On Wednesday, gun control supporter and Fox News contributor Juan Williams appeared on the Lars Larson radio show and shared with listeners a personal incident that will hopefully have him questioning his long-held anti-gun positions. Williams told Larson, "My wife went to the gas station, and while she's trying to put the credit card in some guy rushes by her, gets in the car, and drives off with the damn car." Williams then noted that his wife's response to the situation was, "I wish I had a gun."
This reaction by his wife is a sharp contrast to Williams' own usual take on firearms. Following the shooting at Fort Hood in early April, Williams responded to a question by Fox News' Eric Bolling, regarding the efficacy of gun-free zones, by stating, "I think we need America to be a gun free zone." This isn't the first time Williams expressed anti-gun sentiments.
During the June 29, 2008, Fox News Sunday Roundtable, Juan Williams expressed his displeasure with the Supreme Court's decision that week in District of Columbia v.

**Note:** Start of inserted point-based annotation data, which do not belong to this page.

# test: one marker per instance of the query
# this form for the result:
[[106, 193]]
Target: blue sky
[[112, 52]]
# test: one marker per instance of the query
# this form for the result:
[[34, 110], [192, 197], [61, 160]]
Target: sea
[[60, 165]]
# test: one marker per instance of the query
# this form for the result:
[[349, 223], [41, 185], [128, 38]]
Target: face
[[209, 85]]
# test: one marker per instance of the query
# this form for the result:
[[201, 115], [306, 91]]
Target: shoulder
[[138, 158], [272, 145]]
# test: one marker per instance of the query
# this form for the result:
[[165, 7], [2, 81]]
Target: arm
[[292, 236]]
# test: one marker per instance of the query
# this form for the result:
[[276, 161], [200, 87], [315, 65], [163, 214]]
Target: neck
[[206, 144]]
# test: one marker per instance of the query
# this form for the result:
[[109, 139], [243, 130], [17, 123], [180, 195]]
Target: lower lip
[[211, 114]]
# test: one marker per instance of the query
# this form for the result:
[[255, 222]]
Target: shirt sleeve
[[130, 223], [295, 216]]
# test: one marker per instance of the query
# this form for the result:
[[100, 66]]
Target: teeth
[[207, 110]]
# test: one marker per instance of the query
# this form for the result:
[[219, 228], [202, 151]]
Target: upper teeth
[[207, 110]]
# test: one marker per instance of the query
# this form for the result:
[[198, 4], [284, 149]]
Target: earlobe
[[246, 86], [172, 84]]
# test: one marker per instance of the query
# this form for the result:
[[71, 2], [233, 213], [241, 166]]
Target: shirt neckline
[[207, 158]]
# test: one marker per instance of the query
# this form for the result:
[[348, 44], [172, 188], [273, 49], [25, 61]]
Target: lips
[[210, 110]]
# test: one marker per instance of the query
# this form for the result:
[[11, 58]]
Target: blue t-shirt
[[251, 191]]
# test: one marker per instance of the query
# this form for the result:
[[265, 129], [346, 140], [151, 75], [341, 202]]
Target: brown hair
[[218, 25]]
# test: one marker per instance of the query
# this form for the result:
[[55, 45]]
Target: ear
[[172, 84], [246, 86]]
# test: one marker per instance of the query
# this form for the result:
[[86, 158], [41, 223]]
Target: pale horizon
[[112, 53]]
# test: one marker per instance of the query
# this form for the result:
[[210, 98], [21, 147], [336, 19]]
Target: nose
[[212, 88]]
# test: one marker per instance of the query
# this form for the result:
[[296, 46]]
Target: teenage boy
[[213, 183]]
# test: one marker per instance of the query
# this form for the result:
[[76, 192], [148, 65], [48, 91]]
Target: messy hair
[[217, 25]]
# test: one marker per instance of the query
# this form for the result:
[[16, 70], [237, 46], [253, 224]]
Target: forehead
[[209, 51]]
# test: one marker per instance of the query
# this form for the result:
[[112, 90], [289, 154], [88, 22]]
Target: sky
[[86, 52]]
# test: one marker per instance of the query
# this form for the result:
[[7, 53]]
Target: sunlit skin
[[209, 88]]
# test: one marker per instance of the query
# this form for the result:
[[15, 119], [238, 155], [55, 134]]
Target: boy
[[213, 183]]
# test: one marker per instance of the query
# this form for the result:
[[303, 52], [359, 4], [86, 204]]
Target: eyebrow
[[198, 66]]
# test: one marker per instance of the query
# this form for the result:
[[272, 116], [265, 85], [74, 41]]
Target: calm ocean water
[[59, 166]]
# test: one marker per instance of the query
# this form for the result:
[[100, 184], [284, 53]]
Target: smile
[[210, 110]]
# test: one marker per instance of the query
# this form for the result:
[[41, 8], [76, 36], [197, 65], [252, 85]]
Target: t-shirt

Heller, affirming an individual right to keep and bear arms. Williams told his fellow panelists, "I mean, the idea that the court would act as if the Constitution is not a living document and act as if the Constitution is written to apply to a time when we have, you know, these automatic firearms… well, of course, the court's like out of touch with the realities." Later on, Williams remarked, "Guns do not make me feel secure. Guns scare me. And it seems to me that we have an invitation here to have more guns." A January 17, 2000, Boston Globe opinion piece reported Williams as having stated, "I don't understand why we're piddling around. We should talk about getting rid of guns in this country."
It's only natural that Williams' wife would want a gun during her encounter with the criminal. The work of Florida State Professor of Criminology Gary Kleck determined that "[r]obbery and assault victims who used a gun to resist were less likely to be attacked or to suffer an injury than those who used any other methods of self-protection or those who did not resist at all." Further, in recent months, top law enforcement officials in both Milwaukee and Detroit have spoken out about the importance of privately held firearms as a means of deterring crime and protecting law-abiding citizens from violent criminals.
Williams' wife's experience with grand theft auto is unfortunate, and we are glad she apparently was not harmed during the incident. Yet having experienced victimization first hand, she instinctively understood the value of being armed. Needless to say, many criminals are not content simply to abscond with property or are desperate and determined enough to hurt others to get what they want.
Some gun control proponents simply lack the prudence or empathy to imagine themselves at the mercy of a violent criminal. This is often especially true of the rich and famous, epitomized by Michael Bloomberg, who live in fortified compounds and are attended by private security guards paid to confront whatever danger might present itself. These elites consider facing physical risk to be someone else's job, just like the servants who take out their garbage or clean their toilets. Most Americans, however, are not so fortunate. If they and their loved ones are going to be protected at all from violent crime, they must see to it themselves.
A close encounter with crime can be an eye-opening experience; one that drives home the very practical value of the rights protected by the Second Amendment. Only time will tell if the frightening experience his wife suffered will change Juan Williams' outlook on firearms. In the meantime, more and more Americans – and women in particular – are choosing not to wait for their first run-in with a desperate criminal before experiencing the benefit of being armed for self-protection. Even if that encounter never arrives, the peace of mind that comes from being prepared for it is, for many, reason enough to exercise their right to bear arms.